Trouxe dois exemplos rápidos de produtos que sabem levar a sério o sound design como poucos por aí: Facebook e Skype.

Facebook

Não seria novidade pensar que uma das marcas mais poderosas do mundo também se preocupa não só como ela é visualmente, seus valores e missões, mas também como ela soa.

Um dos exemplos de design de som mais atraentes do Facebook é a solução para quando você recebe uma chamada de áudio:

Criado por Jim McKee e Everett Katigbak (que hoje é brand design manager no Pinterest), o som precisava ser prazeroso de se ouvir, mas ao mesmo tempo convidativo e familiar. Um dos exercícios de brainstorm feitos foi desenhar uma onda sonora com a palavra F-A-C-E-B-O-O-K, que após alguns testes resultou numa sequência de 4 sons que, não por coincidência, se reproduz com a notas F(fá), A(lá), C(dó) e E(mi).

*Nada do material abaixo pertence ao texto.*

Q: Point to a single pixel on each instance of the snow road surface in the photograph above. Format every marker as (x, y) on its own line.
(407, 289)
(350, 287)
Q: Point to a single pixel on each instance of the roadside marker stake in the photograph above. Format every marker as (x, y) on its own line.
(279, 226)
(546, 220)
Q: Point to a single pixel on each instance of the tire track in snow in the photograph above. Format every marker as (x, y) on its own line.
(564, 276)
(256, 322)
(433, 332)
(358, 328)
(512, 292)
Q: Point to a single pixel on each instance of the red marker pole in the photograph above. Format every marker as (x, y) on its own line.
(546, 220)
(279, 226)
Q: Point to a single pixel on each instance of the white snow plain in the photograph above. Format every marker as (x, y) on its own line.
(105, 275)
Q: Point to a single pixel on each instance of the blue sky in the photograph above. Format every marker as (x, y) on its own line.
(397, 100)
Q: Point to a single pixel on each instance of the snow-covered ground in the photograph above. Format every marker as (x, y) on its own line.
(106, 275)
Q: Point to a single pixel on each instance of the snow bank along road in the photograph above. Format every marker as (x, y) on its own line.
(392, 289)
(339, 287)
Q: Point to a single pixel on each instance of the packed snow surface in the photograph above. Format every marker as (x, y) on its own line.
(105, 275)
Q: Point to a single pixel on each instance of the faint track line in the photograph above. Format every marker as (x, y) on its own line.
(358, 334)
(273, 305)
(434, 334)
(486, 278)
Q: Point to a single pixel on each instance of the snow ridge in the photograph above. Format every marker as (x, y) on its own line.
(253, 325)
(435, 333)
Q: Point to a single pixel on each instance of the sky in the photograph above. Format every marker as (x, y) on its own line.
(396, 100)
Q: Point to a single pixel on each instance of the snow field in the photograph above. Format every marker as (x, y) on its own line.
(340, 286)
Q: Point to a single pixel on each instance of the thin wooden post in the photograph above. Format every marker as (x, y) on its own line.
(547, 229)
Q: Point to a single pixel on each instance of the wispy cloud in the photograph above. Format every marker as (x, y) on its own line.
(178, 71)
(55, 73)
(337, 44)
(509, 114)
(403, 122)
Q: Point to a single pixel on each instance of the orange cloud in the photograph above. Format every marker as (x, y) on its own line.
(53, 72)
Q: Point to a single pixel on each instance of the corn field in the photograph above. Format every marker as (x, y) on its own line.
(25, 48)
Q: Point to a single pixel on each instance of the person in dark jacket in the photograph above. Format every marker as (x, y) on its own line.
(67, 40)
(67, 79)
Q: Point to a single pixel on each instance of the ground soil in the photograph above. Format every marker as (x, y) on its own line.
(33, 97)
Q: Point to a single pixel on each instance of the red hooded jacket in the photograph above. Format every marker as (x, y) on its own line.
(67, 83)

Maledetos não?

Skype

Ah, a chamada do Skype… esse é um som que já ouvimos algumas centenas de vezes não? Os responsáveis pela paleta sonora atual é o estúdio Listen, que fica em NY. Em entrevista ao The Verge, o diretor de design Steve Pearce comentou:

Se você pedir às pessoas para imitar ou cantar o ringtone do Skype, eles não podem, com precisão. Fizemos isso de propósito, porque não queremos que ele grude na cabeça.

O aviso de recebimento de chamada é resultado da mixagem de respiração humana, água e vozes. Os elementos orgânicos foram a base para criação de todos os áudios da interface do programa. Bolhas estourando, vozes, elementos que fazem referência à própria "redondeza" da UI do Skype, cheia de círculos e curvas.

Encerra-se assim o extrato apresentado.